Le scintillateur est porté à une tension de plusieurs kilovolts comparé à une sorte de cage de Faraday dont le potentiel est proche de celui de l'échantillon de manière à ce que les électrons incidents ne soient pas trop perturbés. Dans le fonctionnement normal, la cage de Faraday est polarisée à quelque +200 volts comparé à l'échantillon de manière à créer à la surface de l'échantillon un champ électrique suffisant pour drainer les électrons secondaires. Une grille permet aux électrons secondaires de pénétrer dans l'espace d'accélération qui augmente l'énergie des électrons d'un facteur 50. Ce mode de fonctionnement n'est pas envisageable dans un MEB à faible vide dans la mesure où le potentiel du scintillateur ioniserait l'atmosphère de la chambre d'observation.

A l'entrée du guide de lumière, le scintillateur, qui convertit les électrons en photons met en jeu la scintillation qui est un phénomène de fluorescence. A la sortie du guide de lumière, la conversion des photons en électrons est assurée par une photocathode mettant en jeu l'effet photoélectrique.

Fonctionnement en tension positive

Détecteur Everhart-Thornley avec une tension positive

Sous une tension positive pouvant atteindre 250 volts (voir schéma à gauche), la cage de Faraday attire avec énormément d'efficacité les électrons secondaires provenant de l'échantillon. Ce n'est pas uniquement vrai pour les électrons provenant de l'échantillon mais également pour les électrons provenant de la chambre elle-même.

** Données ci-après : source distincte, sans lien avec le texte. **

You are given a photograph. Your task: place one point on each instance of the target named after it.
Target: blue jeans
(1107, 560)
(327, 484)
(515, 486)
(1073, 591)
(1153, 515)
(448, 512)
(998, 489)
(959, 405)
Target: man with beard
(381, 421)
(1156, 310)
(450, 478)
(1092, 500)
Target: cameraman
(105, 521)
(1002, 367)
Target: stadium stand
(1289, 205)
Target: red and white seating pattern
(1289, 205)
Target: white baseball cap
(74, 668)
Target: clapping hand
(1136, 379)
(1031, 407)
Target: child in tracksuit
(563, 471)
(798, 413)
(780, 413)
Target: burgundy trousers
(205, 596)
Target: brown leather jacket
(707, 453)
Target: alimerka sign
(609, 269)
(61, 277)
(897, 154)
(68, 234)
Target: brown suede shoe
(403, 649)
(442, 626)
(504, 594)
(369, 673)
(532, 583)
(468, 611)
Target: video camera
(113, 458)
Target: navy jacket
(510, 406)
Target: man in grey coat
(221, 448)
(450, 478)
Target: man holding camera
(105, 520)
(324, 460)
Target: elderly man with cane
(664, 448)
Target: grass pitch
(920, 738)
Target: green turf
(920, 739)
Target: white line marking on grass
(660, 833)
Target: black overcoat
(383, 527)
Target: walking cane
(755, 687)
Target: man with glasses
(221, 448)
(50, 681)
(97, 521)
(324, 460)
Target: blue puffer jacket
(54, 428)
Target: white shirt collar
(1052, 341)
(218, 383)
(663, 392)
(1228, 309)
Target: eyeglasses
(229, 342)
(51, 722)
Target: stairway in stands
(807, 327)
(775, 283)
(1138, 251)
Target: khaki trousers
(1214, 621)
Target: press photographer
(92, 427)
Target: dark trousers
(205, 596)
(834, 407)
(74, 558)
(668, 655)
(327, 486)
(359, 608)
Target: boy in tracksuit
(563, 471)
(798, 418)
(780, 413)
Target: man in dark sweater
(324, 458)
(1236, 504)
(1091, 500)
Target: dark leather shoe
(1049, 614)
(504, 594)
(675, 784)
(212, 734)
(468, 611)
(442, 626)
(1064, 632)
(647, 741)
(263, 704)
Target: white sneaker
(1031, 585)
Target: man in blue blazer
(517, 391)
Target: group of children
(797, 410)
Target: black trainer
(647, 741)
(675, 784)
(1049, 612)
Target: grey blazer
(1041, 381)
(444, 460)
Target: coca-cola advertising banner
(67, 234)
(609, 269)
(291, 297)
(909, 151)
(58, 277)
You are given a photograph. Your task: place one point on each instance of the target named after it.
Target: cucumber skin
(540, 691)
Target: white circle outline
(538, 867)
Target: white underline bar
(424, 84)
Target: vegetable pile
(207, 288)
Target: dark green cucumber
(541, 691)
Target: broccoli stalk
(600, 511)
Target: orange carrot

C'est parce que le champ électrique généré par la cage de Faraday est fortement dissymétrique qu'on peut obtenir un effet de relief.

Fonctionnement en tension négative

Détecteur Everhart-Thornley avec une tension négative

Quand le détecteur est utilisé avec une tension négative pouvant aller jusqu'à - 50 volts (voir schéma à droite), le détecteur est capable de rejeter jusqu'à 90 % des électrons secondaires car leur énergie est fréquemment inférieure à 10 eV. Le détecteur Everhart-Thornley devient par conséquent dans ce cas-là un détecteur d'électrons rétrodiffusés.

La plupart des détecteurs détectent des électrons avec une énergie de 10 à 15 keV. C'est dans cet ordre de grandeur d'énergies qu'on retrouve les électrons rétrodiffusés mais pas les électrons secondaires.